Was haben Paris, Madrid, Rom sowie Tokio, Montreal und Prag gemeinsam? Alle diese Weltstädte werden derzeit von einer Bürgermeisterin regiert. So ist dies ebenfalls in mehr als 20 Prozent aller Kommunen mit über 30.000 Einwohnern in den Vereinigten Staaten der Fall. Frauen an der Spitze einer Metropole oder vielleicht einer Kleinstadt – in der gesamten westlichen Welt ist dies längst Normalität. Und in Israel? Von den 50 größten Kommunen im jüdischen Staat kann nur eine einzige mit einer Bürgermeisterin aufwarten: Miriam Feirberg in Netanya. Alle anderen werden von Männern verwaltet. Und an dieser Tatsache scheint sich in naher Zukunft wohl kaum etwas zu ändern. Zwar werden am 30. Oktober wieder wie alle fünf Jahre Kommunalwahlen in Israel abgehalten. Doch weibliche Kandidaten lassen sich – wenn überhaupt – eher auf den hinteren Plätzen in den Wahllisten finden.

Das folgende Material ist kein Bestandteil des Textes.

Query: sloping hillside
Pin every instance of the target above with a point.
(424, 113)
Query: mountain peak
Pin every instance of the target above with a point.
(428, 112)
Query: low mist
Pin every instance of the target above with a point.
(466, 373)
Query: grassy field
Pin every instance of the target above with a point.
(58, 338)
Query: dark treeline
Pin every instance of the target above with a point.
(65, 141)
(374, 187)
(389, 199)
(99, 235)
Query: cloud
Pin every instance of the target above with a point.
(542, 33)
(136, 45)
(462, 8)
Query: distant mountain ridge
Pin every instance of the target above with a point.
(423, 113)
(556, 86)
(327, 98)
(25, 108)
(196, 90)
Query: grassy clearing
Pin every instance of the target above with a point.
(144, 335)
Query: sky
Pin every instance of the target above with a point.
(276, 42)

Selbst im ansonsten so weltoffenen Tel Aviv gibt es keine Kandidatin auf den Posten des Bürgermeisters mehr. Zwar war dort mit Zippi Brand-Frank eine Frau gegen Ron Huldai, der diesen Job seit nunmehr 19 Jahren macht und für eine weitere Amtszeit wiedergewählt werde möchte, angetreten. Aber vor wenigen Tagen machte die 48-jährige Filmproduzentin, die mit dem Multimillionär Zvi Frank verheiratet ist und 2011 für ihre Dokumentation „Google Baby“ sogar einen Emmy erhalten hatte, einen Rückzieher. Weil sie keine Chancen mehr für sich sah, schmiss Zippi Brand-Frank das Handtuch und unterstützt seither Assaf Zamir, der seit zehn Jahren stellvertretender Bürgermeister von Tel Aviv ist und nun gegen seinen ehemaligen Mentor und noch-Boss Ron Huldai mit der Wahlliste Rov Ha’Ir (Die Mehrheit der Stadt) in den Ring steigt. Zuvor schon hatte sich eine andere Frau, Meital Lehavi von der linkszionistischen Meretz-Partei, aus dem Rennen verabschiedet.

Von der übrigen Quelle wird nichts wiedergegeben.